Cat got into the Porsche and drove. He was a fast driver and had the traffic tickets to prove it, but today he drove listlessly, carelessly. It had occurred to him more than once to take the car out somewhere and crash it into a tree or a bridge abutment and end the whole thing. All that had kept him going had been the hope of finding Denny and his cohorts, and now that seemed a remote possibility.
Ben and Liz had been wonderful, having him to dinner, inviting friends over, keeping him from becoming a recluse. There had even been a couple of attempts to fix him up with women, evenings that had fizzled. He simply had no interest in women, or, for that matter, anything else. Even the business, which had once given him so much satisfaction, had no further appeal for him. He had not spent more than a few hours at the office; the people there had tiptoed around him, and he hadn’t felt in the least necessary. Ben had been getting feelers about a takeover by a larger company, and that was fine with Cat, not that he needed the money.

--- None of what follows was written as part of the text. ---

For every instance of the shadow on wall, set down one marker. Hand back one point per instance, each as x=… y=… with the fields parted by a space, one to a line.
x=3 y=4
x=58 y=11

He suddenly felt ill and pulled the car over. He sat on the grass verge of the roadway, fighting nausea, trying to think of something else to do for Katie and Jinx, for some reason to go on living, and not having much luck. Suddenly, there was a loud roar overhead, and a shadow passed across the car. Cat looked up and discovered that he was parked at the end of a runway at Peachtree Dekalb Airport, a general aviation field on the outskirts of Atlanta. He watched the light airplane climb, turn, and start back toward the field.
Cat started the car and drove around to the main entrance of the airport. Passing through the gate, he immediately saw a sign reading “PDK Flight Academy.” A few moments later he sat across a desk from a pleasant man who explained the flight-training program to him. Half an hour later he sat at the end of a runway in a Cessna 152 trainer and listened carefully to the fresh-faced young instructor seated next to him.